SOS Méditerranée a déclaré l’état d’urgence pour les 180 rescapés recueillis à bord de son bateau de sauvetage. Et appelle à l’aide les États européens.

Un quart des rescapés souffre de détresse psychologique aiguë. Bagarres et tentatives de suicide rendent la tâche des sauveteurs très difficile.
Un quart des rescapés souffre de détresse psychologique aiguë. Bagarres et tentatives de suicide rendent la tâche des sauveteurs très difficile.
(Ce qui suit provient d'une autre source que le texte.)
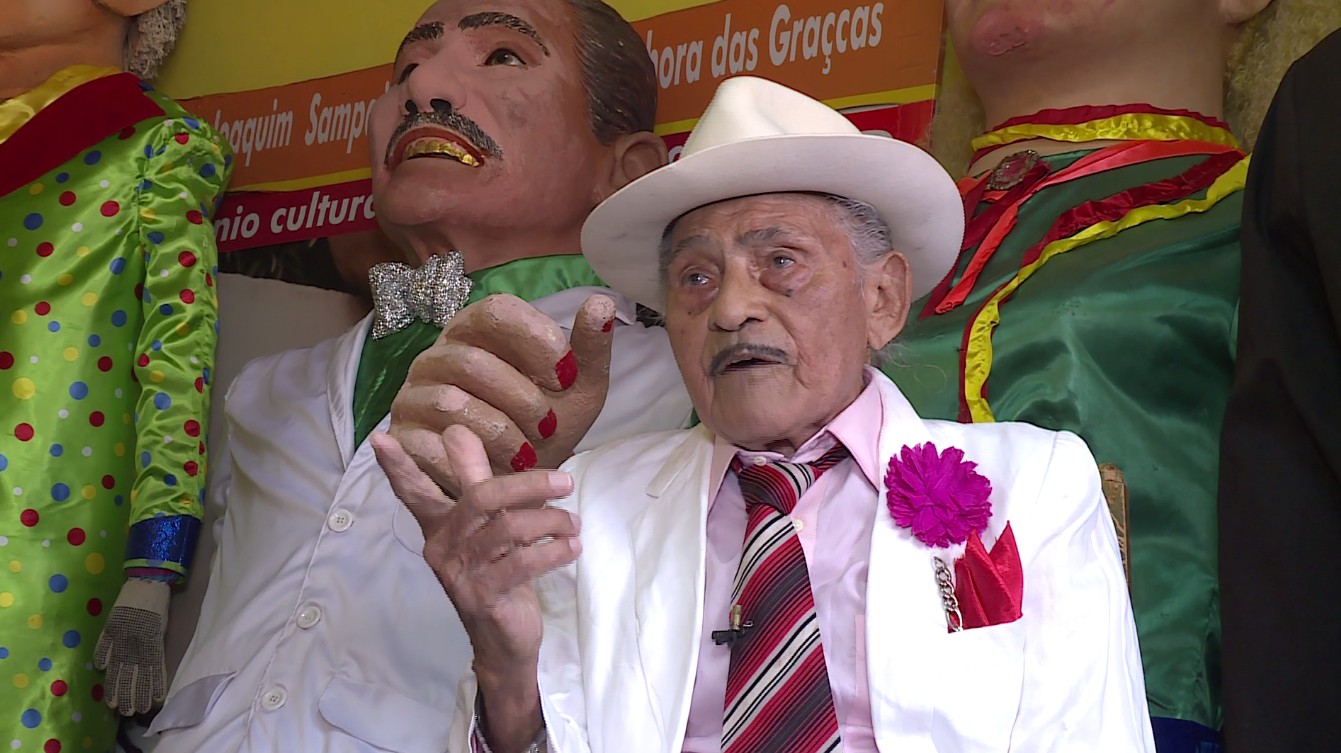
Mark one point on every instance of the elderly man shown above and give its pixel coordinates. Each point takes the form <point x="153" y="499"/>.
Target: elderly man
<point x="814" y="567"/>
<point x="504" y="126"/>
Flavio Gasperini / SOS Méditerranée

«Faut-il attendre que quelqu’un meurt pour être autorisé à débarquer?»: c’est le cri d’alarme lancé samedi soir par l’organisation SOS Méditerranée, qui en appelle aux États européens afin que l’«Ocean Viking» obtienne une autorisation d’accoster. Depuis plus d’une semaine, en effet, le bateau de sauvetage, avec 180 rescapés recueillis depuis fin juin, se voit refuser tout accès à terre. «Nous avons fait sept demandes d’accostage aux centres de coordination italiens et maltais, explique un responsable de SOS Méditerranée à Genève. Quatre n’ont reçu aucune réponse, et trois ont été refusées sans même que l’on nous donne la moindre raison.»